A não ser num exercício romântico em torno da ideia do clochard francês
que escolhe a rua como acto de resistência e projecto de vida, o sem-abrigo é,
por natureza e condição, isso mesmo, um sem-abrigo.
Numa sociedade que procura e promove os níveis de bem-estar que já
atingimos e que nunca nos satisfazem, a falta de um abrigo, é, creio, a mais
despojada das condições sendo que modelos de desenvolvimento e políticas
dirigidas a mercados e não a pessoas têm produzido legiões de desabrigados.
Um abrigo, uma casa, grande ou pequena, constitui uma espécie de céu
protector para cada um de nós. É também verdade, que não basta o abrigo para
ser protector, nas mais das vezes, para além da falta de abrigo existe um mais
sério problema de abandono e solidão.
De vez em quando, por diferentes razões, agora porque é Natal e as
consciências obrigam, descobre-se a existência de sem-abrigo nas nossas
cidades, Então, durante algum tempo, aparecem ad nauseam notícias
e peças televisivas que "cobrem" iniciativas variadas, almoços,
jantares, distribuição de bens, etc., muitas vezes de um nível intrusivo
absolutamente inaceitável, (numa dessas peças ouviu-se uma voz a dizer qualquer
coisa como, “olhe que eu sou boa pessoa, mas se vira essa câmara para mim parto
isso tudo”). Este ano até um jornal desportivo convidou uma "estrela"

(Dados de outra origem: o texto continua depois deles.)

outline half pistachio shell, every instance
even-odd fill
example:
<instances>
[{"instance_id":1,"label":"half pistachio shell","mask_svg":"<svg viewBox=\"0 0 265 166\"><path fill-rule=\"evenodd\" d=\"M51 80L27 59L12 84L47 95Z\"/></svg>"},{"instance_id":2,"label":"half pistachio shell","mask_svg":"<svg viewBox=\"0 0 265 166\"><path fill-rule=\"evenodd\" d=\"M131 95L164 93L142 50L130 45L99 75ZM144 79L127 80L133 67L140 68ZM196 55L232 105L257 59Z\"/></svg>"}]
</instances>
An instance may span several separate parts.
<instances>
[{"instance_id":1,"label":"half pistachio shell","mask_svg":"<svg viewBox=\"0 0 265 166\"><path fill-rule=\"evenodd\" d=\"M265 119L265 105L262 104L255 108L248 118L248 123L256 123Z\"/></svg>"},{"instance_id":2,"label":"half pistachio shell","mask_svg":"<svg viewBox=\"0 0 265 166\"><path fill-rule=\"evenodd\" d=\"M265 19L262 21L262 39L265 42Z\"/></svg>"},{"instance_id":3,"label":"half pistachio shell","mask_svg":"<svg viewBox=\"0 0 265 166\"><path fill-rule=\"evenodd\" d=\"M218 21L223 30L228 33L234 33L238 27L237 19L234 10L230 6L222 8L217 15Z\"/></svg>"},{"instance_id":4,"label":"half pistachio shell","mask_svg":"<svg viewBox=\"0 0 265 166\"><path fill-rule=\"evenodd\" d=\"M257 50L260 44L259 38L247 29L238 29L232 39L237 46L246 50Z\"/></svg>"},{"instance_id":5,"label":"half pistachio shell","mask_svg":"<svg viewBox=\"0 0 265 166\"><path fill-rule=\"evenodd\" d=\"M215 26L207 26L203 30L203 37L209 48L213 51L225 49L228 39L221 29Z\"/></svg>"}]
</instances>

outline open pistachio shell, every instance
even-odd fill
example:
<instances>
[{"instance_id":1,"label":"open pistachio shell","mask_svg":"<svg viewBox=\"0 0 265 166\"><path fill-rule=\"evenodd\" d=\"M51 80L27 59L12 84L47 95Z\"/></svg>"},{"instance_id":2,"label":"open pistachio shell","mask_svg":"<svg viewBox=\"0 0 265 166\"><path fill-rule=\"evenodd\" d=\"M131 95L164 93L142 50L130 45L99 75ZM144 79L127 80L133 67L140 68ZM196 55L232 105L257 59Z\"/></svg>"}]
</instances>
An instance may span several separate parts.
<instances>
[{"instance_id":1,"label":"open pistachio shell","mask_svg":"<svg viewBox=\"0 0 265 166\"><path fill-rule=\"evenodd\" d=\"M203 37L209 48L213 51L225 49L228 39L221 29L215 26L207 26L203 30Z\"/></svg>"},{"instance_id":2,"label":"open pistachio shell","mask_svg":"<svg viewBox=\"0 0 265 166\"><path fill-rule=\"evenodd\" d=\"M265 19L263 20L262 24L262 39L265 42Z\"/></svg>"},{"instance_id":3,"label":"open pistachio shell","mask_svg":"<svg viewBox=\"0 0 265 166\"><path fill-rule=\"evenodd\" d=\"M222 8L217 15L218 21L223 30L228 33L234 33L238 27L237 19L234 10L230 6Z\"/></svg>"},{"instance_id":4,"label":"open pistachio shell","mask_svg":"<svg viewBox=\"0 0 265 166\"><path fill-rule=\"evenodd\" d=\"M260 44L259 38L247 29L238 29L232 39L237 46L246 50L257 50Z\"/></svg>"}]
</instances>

do futebol a acompanhar durante uma noite os voluntários de uma instituição no
apoio aos desabrigados da vida e do mundo.
Não questiono, evidentemente, a genuína intenção das pessoas e instituições
que se disponibilizam para minimizar dificuldades, muitas delas durante todo o
ano, embora o problema não seja o cobertor, é o abrigo e a solidão. As pessoas
e as instituições desenvolvem um trabalho e um esforço notáveis. A minha
questão é o lado voyeurista e quase predatório com que boa parte da comunicação
social, sobretudo televisiva, trata pessoas a que poucas vezes dedica atenção.
As perguntas e reportagens, sem decoro nem respeito, que esforçados e
incompetentes “profissionais” realizam são quase insultuosas e atentatórias dos
direitos das pessoas.
As pessoas sem-abrigo, "só" não têm abrigo, não são adereços
fornecidos por uma qualquer produção para montar espectáculos televisivos. Ainda
lhes restará, acredito, o que ninguém pode perder, a dignidade.